To make well-informed decisions about appropriate clinical use of a biosimilar, it is important for health care providers to understand and be able to analyze data generated from a biosimilar development program objectively. To help in this process, we use the biosimilar guidelines and examples from infliximab biosimilars to review the terminology and potential types of analyses that may be used to compare potential biosimilars to the originator biologic to demonstrate similarity.

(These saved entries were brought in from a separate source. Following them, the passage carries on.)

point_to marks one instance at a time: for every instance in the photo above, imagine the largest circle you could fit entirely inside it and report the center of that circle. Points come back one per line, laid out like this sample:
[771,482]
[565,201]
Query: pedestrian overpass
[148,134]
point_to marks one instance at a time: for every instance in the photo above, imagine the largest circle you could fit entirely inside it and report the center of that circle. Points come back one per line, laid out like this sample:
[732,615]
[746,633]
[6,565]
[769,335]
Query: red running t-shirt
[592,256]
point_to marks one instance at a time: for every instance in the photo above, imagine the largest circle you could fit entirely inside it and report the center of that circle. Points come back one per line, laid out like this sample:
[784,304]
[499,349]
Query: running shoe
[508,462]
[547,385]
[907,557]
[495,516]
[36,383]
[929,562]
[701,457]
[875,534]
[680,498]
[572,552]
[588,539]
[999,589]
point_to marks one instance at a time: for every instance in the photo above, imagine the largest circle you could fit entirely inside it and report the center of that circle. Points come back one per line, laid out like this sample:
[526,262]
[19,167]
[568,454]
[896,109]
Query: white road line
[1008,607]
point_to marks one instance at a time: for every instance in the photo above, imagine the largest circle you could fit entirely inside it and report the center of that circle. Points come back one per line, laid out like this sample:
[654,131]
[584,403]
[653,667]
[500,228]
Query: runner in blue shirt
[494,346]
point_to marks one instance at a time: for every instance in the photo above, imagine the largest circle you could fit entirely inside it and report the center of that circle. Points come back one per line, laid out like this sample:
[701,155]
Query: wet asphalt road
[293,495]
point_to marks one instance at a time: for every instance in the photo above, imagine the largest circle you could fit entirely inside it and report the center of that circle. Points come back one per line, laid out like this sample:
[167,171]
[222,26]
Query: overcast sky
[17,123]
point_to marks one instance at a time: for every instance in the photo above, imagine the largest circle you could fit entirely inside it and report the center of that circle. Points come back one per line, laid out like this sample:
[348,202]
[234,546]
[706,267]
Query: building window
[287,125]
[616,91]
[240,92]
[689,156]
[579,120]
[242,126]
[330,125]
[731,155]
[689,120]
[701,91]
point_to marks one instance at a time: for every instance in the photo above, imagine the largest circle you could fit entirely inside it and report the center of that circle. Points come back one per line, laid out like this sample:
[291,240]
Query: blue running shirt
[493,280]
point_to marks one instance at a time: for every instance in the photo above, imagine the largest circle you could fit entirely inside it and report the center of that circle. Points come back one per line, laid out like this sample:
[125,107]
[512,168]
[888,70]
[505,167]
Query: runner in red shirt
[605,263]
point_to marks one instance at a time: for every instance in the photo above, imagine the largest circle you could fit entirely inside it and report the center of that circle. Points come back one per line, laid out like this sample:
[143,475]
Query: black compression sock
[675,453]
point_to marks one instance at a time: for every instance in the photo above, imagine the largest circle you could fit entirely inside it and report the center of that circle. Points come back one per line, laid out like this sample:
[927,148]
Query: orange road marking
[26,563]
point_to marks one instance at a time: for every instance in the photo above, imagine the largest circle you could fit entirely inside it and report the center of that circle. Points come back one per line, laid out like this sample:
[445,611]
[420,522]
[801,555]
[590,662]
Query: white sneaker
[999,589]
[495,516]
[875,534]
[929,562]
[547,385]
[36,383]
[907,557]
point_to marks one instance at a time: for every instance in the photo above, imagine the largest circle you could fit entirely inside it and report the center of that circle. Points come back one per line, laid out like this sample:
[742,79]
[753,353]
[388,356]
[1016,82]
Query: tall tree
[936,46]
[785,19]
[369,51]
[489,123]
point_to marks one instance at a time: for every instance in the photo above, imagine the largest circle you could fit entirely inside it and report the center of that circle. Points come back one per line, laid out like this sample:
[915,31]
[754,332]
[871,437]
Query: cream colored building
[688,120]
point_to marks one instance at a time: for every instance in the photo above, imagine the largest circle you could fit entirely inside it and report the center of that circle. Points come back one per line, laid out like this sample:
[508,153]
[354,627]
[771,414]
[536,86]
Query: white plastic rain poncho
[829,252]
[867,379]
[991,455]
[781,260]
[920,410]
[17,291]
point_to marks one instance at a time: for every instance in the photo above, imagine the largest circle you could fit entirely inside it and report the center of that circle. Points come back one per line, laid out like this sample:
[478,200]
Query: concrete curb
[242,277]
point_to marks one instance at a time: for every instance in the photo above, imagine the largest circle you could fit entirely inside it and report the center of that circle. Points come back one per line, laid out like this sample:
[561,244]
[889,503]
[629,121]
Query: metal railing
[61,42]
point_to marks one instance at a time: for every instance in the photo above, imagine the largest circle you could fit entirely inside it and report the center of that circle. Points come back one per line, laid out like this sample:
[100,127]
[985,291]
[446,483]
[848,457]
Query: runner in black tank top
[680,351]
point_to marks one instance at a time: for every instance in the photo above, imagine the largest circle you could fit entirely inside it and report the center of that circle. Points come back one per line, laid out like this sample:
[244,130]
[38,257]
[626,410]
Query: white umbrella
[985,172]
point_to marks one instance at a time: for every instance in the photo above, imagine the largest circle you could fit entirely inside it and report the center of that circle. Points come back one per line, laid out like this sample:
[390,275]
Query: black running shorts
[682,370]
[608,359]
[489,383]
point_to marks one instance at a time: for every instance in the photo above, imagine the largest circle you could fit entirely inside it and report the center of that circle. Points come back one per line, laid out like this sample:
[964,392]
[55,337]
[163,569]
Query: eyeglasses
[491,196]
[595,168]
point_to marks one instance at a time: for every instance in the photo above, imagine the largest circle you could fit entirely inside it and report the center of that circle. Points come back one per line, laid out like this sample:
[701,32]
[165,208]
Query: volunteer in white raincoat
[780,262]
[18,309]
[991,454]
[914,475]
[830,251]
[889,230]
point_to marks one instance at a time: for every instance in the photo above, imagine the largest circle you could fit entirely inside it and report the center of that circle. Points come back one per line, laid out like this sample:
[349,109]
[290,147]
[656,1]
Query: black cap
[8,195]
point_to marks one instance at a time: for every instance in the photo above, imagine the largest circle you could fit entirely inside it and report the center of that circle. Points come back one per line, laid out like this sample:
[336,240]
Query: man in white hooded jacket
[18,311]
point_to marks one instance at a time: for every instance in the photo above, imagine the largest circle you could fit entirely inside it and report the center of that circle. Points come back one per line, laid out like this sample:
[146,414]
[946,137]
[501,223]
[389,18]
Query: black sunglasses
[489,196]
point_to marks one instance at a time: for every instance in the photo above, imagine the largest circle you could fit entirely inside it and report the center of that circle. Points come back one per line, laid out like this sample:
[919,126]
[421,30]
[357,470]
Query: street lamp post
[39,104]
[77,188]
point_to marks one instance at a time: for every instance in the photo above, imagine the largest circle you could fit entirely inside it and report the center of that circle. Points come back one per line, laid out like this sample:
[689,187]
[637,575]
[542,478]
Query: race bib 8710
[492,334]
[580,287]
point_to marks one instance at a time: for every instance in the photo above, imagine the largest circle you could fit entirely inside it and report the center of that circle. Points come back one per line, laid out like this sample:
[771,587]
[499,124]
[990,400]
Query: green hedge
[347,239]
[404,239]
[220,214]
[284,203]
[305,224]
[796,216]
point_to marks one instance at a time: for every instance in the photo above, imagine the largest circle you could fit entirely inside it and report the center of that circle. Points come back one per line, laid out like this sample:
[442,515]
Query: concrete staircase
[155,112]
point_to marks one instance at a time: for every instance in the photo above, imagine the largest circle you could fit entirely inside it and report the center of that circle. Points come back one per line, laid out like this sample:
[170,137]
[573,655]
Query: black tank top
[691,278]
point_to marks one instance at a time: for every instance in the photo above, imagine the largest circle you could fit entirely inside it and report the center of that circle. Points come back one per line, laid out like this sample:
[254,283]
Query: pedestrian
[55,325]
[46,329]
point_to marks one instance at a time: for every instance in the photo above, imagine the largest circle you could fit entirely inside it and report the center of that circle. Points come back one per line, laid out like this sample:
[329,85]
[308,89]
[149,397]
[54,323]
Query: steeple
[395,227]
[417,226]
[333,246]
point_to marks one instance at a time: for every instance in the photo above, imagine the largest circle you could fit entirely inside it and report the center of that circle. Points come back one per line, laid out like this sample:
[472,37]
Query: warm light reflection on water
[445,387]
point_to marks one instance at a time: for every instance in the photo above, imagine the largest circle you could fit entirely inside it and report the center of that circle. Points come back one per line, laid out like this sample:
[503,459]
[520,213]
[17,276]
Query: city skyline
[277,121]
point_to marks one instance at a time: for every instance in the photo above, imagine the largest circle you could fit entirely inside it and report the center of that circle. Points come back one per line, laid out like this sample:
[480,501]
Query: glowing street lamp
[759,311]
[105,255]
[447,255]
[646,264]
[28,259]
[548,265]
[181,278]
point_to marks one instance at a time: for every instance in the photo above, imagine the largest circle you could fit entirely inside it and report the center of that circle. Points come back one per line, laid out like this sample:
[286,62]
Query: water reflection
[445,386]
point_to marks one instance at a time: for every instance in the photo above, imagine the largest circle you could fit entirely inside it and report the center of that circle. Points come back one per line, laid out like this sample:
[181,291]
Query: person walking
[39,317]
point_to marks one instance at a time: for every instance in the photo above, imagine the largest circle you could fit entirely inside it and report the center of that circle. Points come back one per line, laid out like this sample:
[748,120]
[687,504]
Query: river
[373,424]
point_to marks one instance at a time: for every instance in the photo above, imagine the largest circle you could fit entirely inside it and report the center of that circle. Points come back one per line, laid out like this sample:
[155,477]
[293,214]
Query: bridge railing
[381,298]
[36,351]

Definition of a biosimilar

As defined by the FDA, a biosimilar is a biologic product that is “highly similar to a reference product (a licensed biologic product [hereafter also referred to as an originator or originator biologic]) notwithstanding minor differences in clinically inactive components.”¹⁰ In addition, there must be demonstration that there are “no clinically meaningful differences between the [biosimilar] biological product and the [originator] reference product in terms of the safety, purity, and potency of the product.”¹⁰ In contrast to a generic copy of a small-molecule (chemical) drug, which can be fully defined structurally and reproduced with an identical chemical structure, a biosimilar cannot be identical to the originator biologic. This is because biologic drugs are made in living cells, and the proprietary manufacturing processes are specialized and never fully disclosed by the manufacturer of the originator.¹¹ Therefore, the biosimilar developer will use its own manufacturing processes that may involve different biologic systems.¹⁰ These different processes and systems may result in minor differences between the products.¹⁰ A key goal is to determine whether there are sufficient relevant similarities in chemical composition, biologic activity, and pharmacokinetic aspects between the potential biosimilar and the originator.¹¹ Differences between the biosimilar and the originator biologic must be understood and justified as to their relevance to safety and efficacy of the product.¹⁰

The goal of the regulatory approval pathway for biosimilars is to develop a molecule with similar physicochemical properties, efficacy, and safety as the originator biologic. To ensure that biosimilars provide a safe and effective treatment that is similar to the originator, extensive quality control measures are in place, including a direct, comprehensive, comparative analysis of the potential biosimilar to the originator. There are some biologic products developed with the intention of being similar to an originator product that do not undergo a comprehensive side-by-side analytical, nonclinical, or clinical comparison established by the EMA, the FDA, and the World Health Organization (WHO). These products are considered “intended copies” or “noncomparable biologics” rather than biosimilars.¹² For those products that will undergo comprehensive comparison, the demonstration of biosimilarity is conducted via a stepwise approach integrating multiple measures to characterize these complex products.¹¹

Overview of regulatory approval of a biosimilar

As described, due to the complex nature of biologics, biosimilars are not considered generic equivalents of the originator biologic.^10,13,14 Therefore, regulatory approval for a potential biosimilar requires more data than for approval of a small-molecule generic.^10,14,15 Regulatory agencies worldwide, such as the EMA and the FDA, as well as the WHO, have developed guidelines for the approval of biosimilar products (Table 2).^10,14,15 Most countries have adopted the principles from one or more of these regulatory guidelines (outside the USA, the majority follow the EMA or WHO guidelines), but some countries are not as strict and allow licensing of products without strict evaluation of efficacy and safety.¹⁶

Table 2 Overview of regulatory requirements for biosimilars Notes: Adapted from Socinski MA, Curigliano G, Jacobs I, Gumbiner B, MacDonald J, Thomas D. Clinical considerations for the development of biosimilars in oncology. MAbs. 2015;7(2):286–293.37 aIf in vitro comparability is satisfactory and does not identify any factors that would block direct entry to humans. bDiscussions between the FDA and the developer may potentially indicate that animal studies are not necessary. Abbreviations: EMA, European Medicines Agency; FDA, US Food and Drug Administration; PD, pharmacodynamics; PK, pharmacokinetics; WHO, World Health Organization.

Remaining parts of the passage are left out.